Writerly advice – article 3


Last week I started using a calendar to record how much I’d written each day. My critique partner, Christina, suggested this. She used it to reach the goal of finishing her manuscript.

I’ve never been very good at being organized or planning ahead. For most of my life, I’ve lived by the seat of my pants. That thought process is okay when you’re a teenager or in your twenties. But as I reached thirty, I realized I wasn’t doing what I really wanted to do with my life. Thus, I wished I’d done more planning when I was younger.

I do not use this calendar to plan what I’ll write the next day. I don’t want to set myself up for disappointment. Here’s how it works:

Use any calendar you want. I printed one off of Microsoft Outlook for June and July.

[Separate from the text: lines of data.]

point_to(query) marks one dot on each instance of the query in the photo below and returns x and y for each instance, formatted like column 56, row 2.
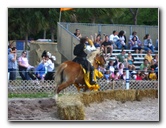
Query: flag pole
column 60, row 16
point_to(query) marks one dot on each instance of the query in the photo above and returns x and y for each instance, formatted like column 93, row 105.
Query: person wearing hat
column 49, row 64
column 12, row 63
column 152, row 75
column 77, row 33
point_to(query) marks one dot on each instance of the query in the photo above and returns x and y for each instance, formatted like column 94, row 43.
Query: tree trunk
column 44, row 34
column 26, row 41
column 52, row 35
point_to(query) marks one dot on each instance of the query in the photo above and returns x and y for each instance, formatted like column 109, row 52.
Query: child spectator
column 148, row 56
column 148, row 45
column 24, row 66
column 12, row 63
column 78, row 34
column 136, row 45
column 41, row 70
column 152, row 75
column 130, row 61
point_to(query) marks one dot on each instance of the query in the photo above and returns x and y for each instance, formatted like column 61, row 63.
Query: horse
column 70, row 72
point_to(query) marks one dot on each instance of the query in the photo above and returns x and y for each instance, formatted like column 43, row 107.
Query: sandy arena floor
column 109, row 110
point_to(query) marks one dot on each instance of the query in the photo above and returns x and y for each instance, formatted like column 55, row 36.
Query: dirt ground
column 109, row 110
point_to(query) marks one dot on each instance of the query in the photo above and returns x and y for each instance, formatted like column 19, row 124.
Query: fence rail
column 34, row 87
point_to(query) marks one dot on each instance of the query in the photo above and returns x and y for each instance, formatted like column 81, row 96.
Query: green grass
column 36, row 95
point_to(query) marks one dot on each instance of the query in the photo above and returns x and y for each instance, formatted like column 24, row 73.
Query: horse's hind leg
column 63, row 86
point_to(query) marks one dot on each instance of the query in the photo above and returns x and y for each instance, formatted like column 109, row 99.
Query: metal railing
column 48, row 87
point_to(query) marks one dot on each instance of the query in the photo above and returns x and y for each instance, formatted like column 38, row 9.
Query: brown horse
column 70, row 72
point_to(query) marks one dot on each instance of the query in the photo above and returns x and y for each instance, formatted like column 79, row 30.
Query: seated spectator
column 97, row 41
column 122, row 40
column 143, row 76
column 148, row 44
column 78, row 34
column 114, row 38
column 152, row 75
column 156, row 58
column 138, row 76
column 41, row 70
column 148, row 56
column 107, row 75
column 144, row 65
column 120, row 68
column 123, row 76
column 134, row 33
column 115, row 76
column 24, row 66
column 122, row 56
column 49, row 64
column 12, row 63
column 137, row 46
column 110, row 67
column 107, row 46
column 130, row 61
column 10, row 48
column 156, row 46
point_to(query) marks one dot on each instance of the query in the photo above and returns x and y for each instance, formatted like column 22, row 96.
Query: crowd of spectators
column 116, row 69
column 43, row 71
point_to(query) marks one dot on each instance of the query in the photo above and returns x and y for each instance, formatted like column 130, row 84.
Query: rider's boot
column 92, row 81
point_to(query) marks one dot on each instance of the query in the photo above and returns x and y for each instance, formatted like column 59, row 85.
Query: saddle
column 97, row 74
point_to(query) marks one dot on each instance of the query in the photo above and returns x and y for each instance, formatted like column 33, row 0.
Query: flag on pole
column 65, row 9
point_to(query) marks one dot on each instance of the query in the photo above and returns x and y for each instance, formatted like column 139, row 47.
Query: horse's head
column 99, row 60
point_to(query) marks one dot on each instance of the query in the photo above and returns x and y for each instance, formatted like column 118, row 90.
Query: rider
column 79, row 52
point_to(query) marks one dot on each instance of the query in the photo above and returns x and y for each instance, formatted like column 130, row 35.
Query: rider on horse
column 79, row 52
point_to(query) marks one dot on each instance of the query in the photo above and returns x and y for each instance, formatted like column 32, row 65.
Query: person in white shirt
column 49, row 64
column 114, row 38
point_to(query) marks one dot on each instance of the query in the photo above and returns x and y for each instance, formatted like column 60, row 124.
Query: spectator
column 130, row 61
column 77, row 33
column 10, row 48
column 97, row 41
column 148, row 56
column 144, row 65
column 156, row 46
column 115, row 76
column 24, row 66
column 156, row 58
column 41, row 70
column 122, row 56
column 120, row 68
column 122, row 40
column 110, row 67
column 134, row 33
column 12, row 63
column 114, row 38
column 148, row 45
column 123, row 76
column 137, row 46
column 107, row 46
column 49, row 64
column 152, row 75
column 138, row 76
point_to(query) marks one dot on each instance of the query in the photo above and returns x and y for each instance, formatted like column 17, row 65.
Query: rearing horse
column 70, row 72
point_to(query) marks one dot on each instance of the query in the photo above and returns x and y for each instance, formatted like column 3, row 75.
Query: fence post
column 99, row 28
column 127, row 79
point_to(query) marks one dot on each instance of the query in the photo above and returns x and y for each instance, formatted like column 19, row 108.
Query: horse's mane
column 92, row 55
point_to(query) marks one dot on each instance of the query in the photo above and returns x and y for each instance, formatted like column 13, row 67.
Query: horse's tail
column 59, row 72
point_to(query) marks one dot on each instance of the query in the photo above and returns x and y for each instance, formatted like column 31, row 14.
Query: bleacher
column 137, row 59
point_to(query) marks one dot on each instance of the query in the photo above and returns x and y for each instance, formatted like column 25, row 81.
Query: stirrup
column 92, row 82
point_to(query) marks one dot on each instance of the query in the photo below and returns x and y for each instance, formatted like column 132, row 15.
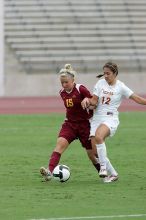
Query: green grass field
column 26, row 142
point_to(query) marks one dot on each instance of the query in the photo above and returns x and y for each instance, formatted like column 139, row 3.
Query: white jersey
column 110, row 97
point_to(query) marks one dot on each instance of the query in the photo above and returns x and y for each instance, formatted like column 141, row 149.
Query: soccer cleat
column 110, row 179
column 103, row 173
column 46, row 174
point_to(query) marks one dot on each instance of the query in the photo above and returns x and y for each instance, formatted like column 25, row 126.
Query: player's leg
column 101, row 133
column 66, row 136
column 61, row 146
column 84, row 132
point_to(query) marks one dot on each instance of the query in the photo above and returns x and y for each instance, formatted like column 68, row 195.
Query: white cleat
column 103, row 173
column 110, row 179
column 46, row 174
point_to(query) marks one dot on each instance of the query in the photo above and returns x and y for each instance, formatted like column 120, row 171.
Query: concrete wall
column 49, row 84
column 19, row 83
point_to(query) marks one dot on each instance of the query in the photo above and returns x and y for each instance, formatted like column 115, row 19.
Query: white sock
column 110, row 168
column 101, row 151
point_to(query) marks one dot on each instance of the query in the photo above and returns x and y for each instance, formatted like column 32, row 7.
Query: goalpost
column 1, row 47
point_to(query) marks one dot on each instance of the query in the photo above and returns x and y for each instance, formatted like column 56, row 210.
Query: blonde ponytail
column 67, row 70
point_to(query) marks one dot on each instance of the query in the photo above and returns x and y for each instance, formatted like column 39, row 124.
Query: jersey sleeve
column 96, row 89
column 126, row 92
column 84, row 92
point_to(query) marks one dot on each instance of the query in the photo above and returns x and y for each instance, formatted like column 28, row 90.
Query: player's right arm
column 138, row 99
column 89, row 102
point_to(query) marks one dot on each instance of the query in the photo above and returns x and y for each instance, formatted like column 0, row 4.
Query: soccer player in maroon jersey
column 76, row 124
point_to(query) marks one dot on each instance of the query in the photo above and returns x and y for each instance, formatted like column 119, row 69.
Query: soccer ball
column 61, row 173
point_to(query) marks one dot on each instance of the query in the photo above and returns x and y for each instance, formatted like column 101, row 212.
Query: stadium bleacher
column 44, row 35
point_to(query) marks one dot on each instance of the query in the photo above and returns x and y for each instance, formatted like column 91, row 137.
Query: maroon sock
column 54, row 160
column 97, row 166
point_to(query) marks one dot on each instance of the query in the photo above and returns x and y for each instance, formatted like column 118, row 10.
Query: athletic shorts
column 110, row 121
column 76, row 130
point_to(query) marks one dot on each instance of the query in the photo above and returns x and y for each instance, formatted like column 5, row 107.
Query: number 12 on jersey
column 106, row 100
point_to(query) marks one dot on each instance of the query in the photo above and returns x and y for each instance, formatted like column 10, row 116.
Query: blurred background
column 38, row 37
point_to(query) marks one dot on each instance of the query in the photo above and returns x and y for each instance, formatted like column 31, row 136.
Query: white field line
column 94, row 217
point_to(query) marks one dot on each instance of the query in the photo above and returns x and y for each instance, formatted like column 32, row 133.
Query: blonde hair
column 67, row 71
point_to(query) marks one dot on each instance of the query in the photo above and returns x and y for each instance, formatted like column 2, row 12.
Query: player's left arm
column 87, row 95
column 138, row 99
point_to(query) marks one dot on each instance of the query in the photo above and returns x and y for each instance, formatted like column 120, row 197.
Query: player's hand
column 85, row 103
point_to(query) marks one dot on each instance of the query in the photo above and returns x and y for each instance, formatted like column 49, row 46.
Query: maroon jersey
column 72, row 102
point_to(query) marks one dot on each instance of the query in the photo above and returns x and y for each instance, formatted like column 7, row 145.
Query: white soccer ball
column 61, row 173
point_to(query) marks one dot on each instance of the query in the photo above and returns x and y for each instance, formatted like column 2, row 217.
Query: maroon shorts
column 76, row 130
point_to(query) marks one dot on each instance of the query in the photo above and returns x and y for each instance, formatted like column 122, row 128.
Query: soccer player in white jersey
column 107, row 95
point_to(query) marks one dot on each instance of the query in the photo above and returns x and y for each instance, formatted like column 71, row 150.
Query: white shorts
column 110, row 121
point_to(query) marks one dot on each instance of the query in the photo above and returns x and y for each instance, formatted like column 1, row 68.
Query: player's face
column 109, row 76
column 67, row 83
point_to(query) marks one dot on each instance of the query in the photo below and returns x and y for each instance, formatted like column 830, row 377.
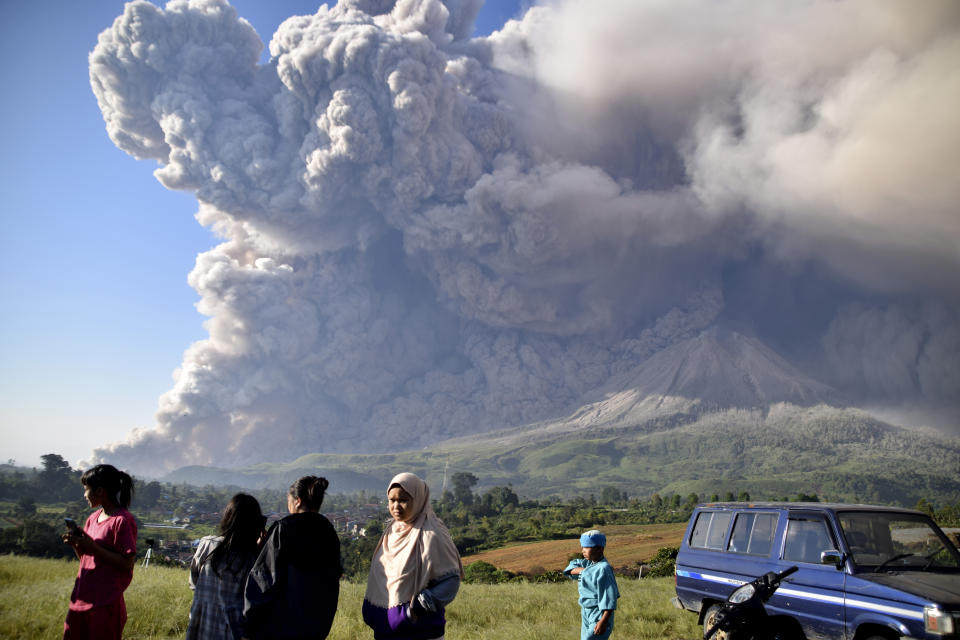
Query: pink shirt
column 99, row 583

Look at the month ahead and cross off any days you know you won’t be able to write. For me, I’ve crossed off the days my husband is off of work. I’m sure you can get very detailed with this and use a calendar that has the time of day listed. You could organize your day in that manner and cross off the hours of the day you can’t write. For those of you who work, this may be a better option.

Let’s say you prepare your calendar today for the rest of the month. When tomorrow comes, if you write – and I know you will! – write how many chapters you completed, how many words you completed, or if you simply want to record how many hours or minutes you spent writing, that will show you how you used your time. Hopefully, you will look back at your calendar at the end of the week, like I have, and find you were able to find writing time even on the days you marked off. You’ll see scribbles in the boxes of the chapters you completed, or in my case, listing the completed steps of the Snowflake Method. Looking back at what you accomplished is a wonderful feeling.

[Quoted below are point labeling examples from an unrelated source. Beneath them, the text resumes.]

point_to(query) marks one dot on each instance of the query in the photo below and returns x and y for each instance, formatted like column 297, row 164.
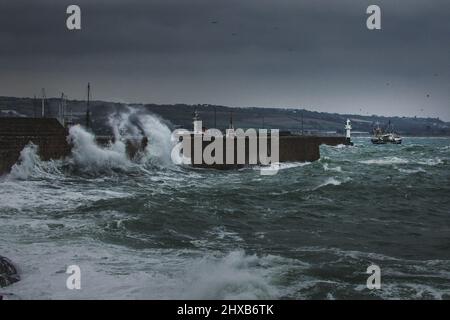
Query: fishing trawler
column 386, row 136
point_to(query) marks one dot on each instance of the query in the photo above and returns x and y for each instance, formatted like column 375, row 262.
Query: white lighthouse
column 197, row 124
column 348, row 130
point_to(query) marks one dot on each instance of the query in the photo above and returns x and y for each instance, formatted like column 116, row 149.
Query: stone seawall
column 292, row 148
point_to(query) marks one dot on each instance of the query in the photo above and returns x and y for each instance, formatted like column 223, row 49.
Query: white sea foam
column 385, row 161
column 412, row 171
column 326, row 167
column 431, row 162
column 331, row 181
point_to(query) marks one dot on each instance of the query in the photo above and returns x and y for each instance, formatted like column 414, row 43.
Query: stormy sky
column 310, row 54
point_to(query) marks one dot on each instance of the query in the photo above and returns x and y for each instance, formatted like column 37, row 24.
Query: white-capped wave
column 385, row 161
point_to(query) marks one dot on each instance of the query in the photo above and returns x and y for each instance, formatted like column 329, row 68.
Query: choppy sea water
column 154, row 230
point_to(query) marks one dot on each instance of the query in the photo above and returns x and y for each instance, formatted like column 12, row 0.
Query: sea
column 150, row 229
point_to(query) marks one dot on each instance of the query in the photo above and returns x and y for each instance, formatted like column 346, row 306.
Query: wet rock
column 8, row 273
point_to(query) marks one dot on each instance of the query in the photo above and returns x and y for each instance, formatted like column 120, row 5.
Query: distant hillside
column 180, row 115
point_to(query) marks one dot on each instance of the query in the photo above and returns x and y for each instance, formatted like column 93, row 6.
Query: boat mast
column 43, row 103
column 88, row 111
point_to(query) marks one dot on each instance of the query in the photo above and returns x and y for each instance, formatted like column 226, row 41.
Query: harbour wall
column 292, row 148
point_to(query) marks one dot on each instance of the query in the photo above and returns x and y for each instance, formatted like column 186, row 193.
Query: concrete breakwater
column 49, row 136
column 292, row 148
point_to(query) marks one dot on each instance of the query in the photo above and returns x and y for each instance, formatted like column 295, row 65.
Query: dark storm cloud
column 247, row 53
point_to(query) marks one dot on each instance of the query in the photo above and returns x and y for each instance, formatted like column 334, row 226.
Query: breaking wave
column 93, row 157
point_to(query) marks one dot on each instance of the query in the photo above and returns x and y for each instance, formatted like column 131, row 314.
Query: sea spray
column 89, row 156
column 27, row 161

Last week I started Randy Ingermanson‘s Snowflake method and today I am ready to begin step 6. I am certain that having recorded my accomplishments every day has helped me reach this 6th step out of 10.

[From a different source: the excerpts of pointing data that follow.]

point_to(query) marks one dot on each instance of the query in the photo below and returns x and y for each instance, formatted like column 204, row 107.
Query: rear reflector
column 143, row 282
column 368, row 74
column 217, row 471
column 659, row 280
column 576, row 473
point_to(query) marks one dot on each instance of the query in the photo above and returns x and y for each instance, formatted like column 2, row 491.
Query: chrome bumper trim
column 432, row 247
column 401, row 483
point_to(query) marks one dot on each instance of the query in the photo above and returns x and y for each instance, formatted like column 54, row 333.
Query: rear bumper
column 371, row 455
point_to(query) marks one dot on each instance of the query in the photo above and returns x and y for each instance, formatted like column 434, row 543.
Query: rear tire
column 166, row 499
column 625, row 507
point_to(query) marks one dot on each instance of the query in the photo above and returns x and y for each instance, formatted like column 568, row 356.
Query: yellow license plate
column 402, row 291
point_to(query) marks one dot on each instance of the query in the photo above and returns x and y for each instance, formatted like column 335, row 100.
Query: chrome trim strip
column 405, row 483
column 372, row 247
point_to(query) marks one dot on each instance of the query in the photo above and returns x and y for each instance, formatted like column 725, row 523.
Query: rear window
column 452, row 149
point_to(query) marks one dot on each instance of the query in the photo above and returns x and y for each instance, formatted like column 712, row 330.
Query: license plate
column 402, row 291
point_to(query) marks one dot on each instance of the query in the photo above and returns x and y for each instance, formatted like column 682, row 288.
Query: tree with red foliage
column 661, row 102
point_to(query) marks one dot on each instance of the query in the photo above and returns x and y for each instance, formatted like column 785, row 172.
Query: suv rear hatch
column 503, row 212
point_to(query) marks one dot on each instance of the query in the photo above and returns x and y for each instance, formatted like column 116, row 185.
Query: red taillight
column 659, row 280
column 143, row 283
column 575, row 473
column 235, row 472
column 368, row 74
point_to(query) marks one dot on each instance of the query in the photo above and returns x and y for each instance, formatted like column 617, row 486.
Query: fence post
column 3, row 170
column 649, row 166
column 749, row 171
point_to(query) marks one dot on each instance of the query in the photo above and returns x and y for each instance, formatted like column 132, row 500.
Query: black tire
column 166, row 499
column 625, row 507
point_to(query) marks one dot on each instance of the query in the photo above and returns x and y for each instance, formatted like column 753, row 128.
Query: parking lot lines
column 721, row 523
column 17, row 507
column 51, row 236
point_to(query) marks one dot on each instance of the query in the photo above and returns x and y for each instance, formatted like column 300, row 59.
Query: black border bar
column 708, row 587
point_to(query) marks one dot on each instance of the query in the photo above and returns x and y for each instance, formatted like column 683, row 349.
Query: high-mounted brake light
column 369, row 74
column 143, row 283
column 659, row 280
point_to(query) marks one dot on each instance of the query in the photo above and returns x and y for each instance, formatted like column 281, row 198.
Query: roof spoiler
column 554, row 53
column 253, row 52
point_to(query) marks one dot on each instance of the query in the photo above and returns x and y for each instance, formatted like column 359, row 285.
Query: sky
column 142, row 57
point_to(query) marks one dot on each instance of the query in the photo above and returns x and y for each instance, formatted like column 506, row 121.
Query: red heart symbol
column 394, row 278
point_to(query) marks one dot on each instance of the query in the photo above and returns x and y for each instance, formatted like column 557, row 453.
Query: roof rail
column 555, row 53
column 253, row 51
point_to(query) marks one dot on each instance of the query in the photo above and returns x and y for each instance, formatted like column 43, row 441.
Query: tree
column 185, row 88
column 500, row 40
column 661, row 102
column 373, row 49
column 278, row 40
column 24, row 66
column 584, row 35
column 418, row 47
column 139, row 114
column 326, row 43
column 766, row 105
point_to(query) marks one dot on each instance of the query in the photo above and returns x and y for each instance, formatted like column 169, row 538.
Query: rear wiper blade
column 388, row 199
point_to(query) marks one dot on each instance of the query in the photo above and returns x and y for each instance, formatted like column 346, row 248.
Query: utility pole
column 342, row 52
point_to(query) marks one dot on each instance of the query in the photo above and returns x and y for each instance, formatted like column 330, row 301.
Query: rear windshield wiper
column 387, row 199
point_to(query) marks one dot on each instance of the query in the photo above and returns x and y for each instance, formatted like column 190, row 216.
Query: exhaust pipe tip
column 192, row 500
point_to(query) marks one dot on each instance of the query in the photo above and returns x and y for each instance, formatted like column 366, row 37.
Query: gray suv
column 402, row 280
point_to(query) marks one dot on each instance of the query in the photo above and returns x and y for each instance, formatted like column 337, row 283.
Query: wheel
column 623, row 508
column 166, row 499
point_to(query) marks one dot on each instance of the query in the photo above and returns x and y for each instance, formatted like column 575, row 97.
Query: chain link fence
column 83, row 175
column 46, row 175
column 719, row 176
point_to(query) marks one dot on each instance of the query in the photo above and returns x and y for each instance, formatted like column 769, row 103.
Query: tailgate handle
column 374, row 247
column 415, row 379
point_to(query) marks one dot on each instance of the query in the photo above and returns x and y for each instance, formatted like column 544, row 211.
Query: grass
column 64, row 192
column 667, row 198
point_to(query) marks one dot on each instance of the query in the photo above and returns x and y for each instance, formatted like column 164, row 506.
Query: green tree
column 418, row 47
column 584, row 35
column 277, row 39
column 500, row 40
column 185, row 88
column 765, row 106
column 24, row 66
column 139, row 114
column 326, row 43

I’ve also used the calendar to record the days I’ve blogged. As you can tell, I’ve blogged more this week than usual.

The word count you see on my word meter for Book One – Social Circle Chronicles is what I have for the Snowflake. I figured I’m writing the skeleton of the story, so I’m going to let it count toward a word count. I’ll update with the actual word count when I’m finally completing the chapters.

I hope today’s advice will give you a good idea of something to do if you are struggling with finding time to write as I have. Remember, don’t write down what you plan to do tomorrow. You’ll be disappointed if you don’t get to do it! Instead, write first and then record it. The following day, you’ll look forward to writing even more so you’ll have more to record on your calendar!

3 thoughts on “Writerly advice – article 3

  1. Great advice Christy. I’m also learning to plan more. Yikes! What’s in the air in Georgia?I thought about recording time spent. Sounds like a good idea.